We met with four doctors over the course of our relative's hospital sojourn. Each carried one piece of a puzzle that, in the end, we would have to put together ourselves. All the doctors with whom we spoke appeared to possess the power of teleportation. Each would bend a corner and disappear or leave a room and immediately vanish. Any further clarification would have to wait until they rematerialised another day.

Unfortunately, my relative was given the most devastating diagnosis there is. As far as the doctors were concerned, however, with diagnosis in hand, it was time for the patient to be discharged into a future both uncertain and certain. The surging demand for bed space is understandable, but we are talking about a patient who can't even walk. Her condition hasn't improved one iota, yet she was turned over to the nonplussed family.

Oh, by the way, insult: meet injury. After the discharge, we returned to Mt Hope for a copy of the medical file. We were told the file must first be located "manually in the back" before we can fill out a form to request a copy.

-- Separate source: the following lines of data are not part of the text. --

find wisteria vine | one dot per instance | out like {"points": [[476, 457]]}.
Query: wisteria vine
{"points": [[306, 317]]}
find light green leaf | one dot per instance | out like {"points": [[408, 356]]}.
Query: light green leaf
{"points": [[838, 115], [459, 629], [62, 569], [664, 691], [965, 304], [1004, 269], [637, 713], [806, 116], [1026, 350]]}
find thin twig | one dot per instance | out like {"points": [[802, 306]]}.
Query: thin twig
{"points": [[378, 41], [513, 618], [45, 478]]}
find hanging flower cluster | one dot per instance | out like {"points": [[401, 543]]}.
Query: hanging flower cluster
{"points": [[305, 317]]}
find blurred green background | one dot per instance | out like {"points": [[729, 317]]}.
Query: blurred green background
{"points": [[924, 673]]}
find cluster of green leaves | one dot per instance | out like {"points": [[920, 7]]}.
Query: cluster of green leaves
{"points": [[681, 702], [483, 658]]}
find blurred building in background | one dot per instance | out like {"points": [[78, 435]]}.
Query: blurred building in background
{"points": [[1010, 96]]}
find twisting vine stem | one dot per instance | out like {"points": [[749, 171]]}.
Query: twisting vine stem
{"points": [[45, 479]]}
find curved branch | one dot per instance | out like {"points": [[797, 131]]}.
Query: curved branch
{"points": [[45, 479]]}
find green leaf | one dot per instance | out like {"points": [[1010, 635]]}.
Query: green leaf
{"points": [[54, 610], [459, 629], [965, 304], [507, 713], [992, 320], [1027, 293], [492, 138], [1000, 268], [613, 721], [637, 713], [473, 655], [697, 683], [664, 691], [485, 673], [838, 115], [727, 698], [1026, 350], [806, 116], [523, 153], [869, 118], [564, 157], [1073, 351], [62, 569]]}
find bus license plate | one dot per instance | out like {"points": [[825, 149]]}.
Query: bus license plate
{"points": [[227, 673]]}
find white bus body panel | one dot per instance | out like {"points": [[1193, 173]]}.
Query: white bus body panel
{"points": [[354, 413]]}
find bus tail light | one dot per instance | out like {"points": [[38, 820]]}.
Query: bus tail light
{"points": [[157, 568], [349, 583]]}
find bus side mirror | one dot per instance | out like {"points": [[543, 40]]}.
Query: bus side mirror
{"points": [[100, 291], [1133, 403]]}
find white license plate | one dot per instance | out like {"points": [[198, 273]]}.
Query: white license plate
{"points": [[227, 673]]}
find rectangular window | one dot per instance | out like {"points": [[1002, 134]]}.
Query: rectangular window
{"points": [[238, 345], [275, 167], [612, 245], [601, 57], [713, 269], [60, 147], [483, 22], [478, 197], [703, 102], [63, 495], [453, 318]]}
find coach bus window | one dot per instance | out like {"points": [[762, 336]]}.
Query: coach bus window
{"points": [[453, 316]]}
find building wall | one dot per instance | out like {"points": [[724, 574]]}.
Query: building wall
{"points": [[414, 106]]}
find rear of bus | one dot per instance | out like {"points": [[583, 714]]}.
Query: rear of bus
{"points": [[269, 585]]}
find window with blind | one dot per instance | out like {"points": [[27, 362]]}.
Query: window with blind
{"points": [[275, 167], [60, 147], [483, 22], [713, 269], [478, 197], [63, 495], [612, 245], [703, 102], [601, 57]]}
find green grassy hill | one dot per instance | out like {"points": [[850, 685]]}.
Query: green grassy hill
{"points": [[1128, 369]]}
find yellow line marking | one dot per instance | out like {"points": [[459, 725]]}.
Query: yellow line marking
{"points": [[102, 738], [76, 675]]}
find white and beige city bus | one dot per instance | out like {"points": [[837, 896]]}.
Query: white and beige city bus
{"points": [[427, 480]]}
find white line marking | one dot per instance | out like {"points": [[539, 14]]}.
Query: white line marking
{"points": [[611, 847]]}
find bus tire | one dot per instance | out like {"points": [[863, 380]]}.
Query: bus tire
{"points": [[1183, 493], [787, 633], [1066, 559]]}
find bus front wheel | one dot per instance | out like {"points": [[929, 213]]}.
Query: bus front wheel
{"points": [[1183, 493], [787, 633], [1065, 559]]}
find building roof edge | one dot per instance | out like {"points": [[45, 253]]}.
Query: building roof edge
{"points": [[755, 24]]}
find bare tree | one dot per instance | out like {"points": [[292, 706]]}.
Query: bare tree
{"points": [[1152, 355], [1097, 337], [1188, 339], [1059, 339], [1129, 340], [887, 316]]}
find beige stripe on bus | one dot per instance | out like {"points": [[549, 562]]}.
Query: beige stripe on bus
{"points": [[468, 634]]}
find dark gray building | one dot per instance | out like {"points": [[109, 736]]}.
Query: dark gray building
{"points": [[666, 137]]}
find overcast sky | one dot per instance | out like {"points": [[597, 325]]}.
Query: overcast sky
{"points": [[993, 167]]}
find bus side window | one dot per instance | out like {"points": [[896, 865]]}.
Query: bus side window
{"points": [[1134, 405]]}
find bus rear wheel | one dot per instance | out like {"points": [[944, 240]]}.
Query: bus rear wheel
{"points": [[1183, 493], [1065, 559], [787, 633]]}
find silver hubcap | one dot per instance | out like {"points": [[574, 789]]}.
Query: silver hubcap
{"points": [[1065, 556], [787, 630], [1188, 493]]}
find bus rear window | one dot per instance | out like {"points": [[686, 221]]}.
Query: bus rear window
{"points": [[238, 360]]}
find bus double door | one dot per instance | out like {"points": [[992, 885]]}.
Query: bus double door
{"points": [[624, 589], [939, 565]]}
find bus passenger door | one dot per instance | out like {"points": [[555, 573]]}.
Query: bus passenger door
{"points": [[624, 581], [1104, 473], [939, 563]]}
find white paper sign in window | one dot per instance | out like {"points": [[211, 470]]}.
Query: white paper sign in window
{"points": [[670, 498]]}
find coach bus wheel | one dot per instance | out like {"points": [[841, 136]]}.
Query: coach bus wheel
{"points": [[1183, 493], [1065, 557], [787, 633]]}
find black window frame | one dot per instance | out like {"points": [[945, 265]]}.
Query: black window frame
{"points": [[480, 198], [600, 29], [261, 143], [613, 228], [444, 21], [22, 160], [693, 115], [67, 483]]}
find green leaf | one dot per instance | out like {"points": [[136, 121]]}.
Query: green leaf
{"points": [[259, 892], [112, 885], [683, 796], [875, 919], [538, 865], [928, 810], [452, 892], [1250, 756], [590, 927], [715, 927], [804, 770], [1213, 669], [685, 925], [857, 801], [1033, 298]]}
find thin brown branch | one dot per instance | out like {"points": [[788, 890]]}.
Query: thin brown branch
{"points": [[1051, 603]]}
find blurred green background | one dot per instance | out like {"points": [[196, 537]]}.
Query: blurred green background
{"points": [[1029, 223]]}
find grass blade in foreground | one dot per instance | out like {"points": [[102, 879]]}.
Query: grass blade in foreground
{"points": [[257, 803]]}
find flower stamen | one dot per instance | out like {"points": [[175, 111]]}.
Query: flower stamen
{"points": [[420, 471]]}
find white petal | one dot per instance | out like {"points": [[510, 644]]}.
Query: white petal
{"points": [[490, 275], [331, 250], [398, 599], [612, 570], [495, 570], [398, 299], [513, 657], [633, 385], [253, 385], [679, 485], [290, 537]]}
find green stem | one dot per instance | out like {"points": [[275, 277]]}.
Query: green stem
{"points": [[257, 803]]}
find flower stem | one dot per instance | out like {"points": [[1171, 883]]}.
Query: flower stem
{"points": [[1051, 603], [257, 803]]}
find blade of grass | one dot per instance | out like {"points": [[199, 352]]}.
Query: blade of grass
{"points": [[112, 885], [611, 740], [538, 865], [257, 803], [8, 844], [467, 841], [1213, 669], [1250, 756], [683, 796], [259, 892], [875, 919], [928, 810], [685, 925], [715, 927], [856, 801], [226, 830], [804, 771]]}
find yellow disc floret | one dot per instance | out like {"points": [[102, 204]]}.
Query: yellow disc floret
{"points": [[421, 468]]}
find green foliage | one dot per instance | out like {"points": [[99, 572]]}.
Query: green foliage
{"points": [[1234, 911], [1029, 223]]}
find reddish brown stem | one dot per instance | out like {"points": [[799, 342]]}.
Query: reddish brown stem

An expedition to find it lasted an hour and a half, but the file wasn't ready. Apparently, the clerk responsible for the relevant ward didn't come out that day. This is garbage, as it supposes the absent clerk would have prepared the file on the very day he/she/it was away from work. At the end of it all, we were told, after filling out a request form, processing would then take a random 30 working days. So the patient remains in limbo. Hey ho!

As mentioned earlier, my Mt Hope experience isn't really mine, but that of the patient, who has been given a crushingly grim diagnosis. It's also your story, Trinidad and Tobago. When I posted last week's column on Facebook, it was shared a staggering 220 times. Many people surfaced with their own tales to astonish. Mt Hope, Port of Spain, and San Fernando; stories of traumatised relatives and patients bear nauseating similarities.

The silver lining here is the humanity among patients and relatives kindled by the inhumanity at our public hospitals. Patients, who are themselves sick, help others to the bathroom or offer a kind word. They share bottled water and stories about the mostly belligerent hospital staff. Even as they moan in their beds they can laugh about that one nurse who is actually a Minotaur.

Other visiting family members knowledgeable about the labyrinth of confusion that is our health-couldn’t-careless give terrified and bewildered relatives guidance. Yes, there are good doctors and nurses. They are insufficient, however, to cover a system that spectacularly fails patients, relatives and medical professionals.

Denying these failures is a gross insult to those who suffer and die in our institutions and the dedicated doctors and nurses who fight to preserve their dignity.